Backend Development 26 min read

Cache Strategies and Framework Selection for High‑Performance Systems

To achieve low‑latency, high‑throughput data access in systems like Gaode’s navigation service, the article advises evaluating CPU and I/O bottlenecks, choosing between local (HashMap/ConcurrentHashMap or Caffeine) and distributed caches (Redis preferred), applying appropriate eviction, TTL, and consistency patterns, and mitigating cache penetration, breakdown, and avalanche risks.

Amap Tech
Amap Tech
Amap Tech
Cache Strategies and Framework Selection for High‑Performance Systems

According to the current popular Internet layered architecture model, the simplest architecture is the Web response layer plus the DB storage layer. It evolved from a single‑machine mixed deployment of Web and DB, to separating them onto different physical machines to avoid hardware bottlenecks, then to Web clusters and DB master‑slave setups for high availability and read‑write separation. These upgrades aim at higher performance and lower latency.
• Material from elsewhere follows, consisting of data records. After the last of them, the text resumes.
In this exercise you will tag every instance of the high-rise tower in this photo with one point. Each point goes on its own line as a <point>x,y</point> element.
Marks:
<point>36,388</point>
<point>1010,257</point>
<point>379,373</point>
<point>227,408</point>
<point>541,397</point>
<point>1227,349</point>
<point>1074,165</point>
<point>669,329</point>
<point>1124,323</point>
Gaode, a nationwide navigation app, manages route data centrally. To keep data fresh, the data center continuously collects real‑world road changes and stores them in a database. At the same time, many internal services generate massive queries for the latest data, requiring control of DB connection counts, reduced response time, and real‑time data returns.

Balancing data freshness and performance, Gaode adopts different strategies for different business scenarios, achieving low‑latency data changes and cache synchronization while ensuring system stability.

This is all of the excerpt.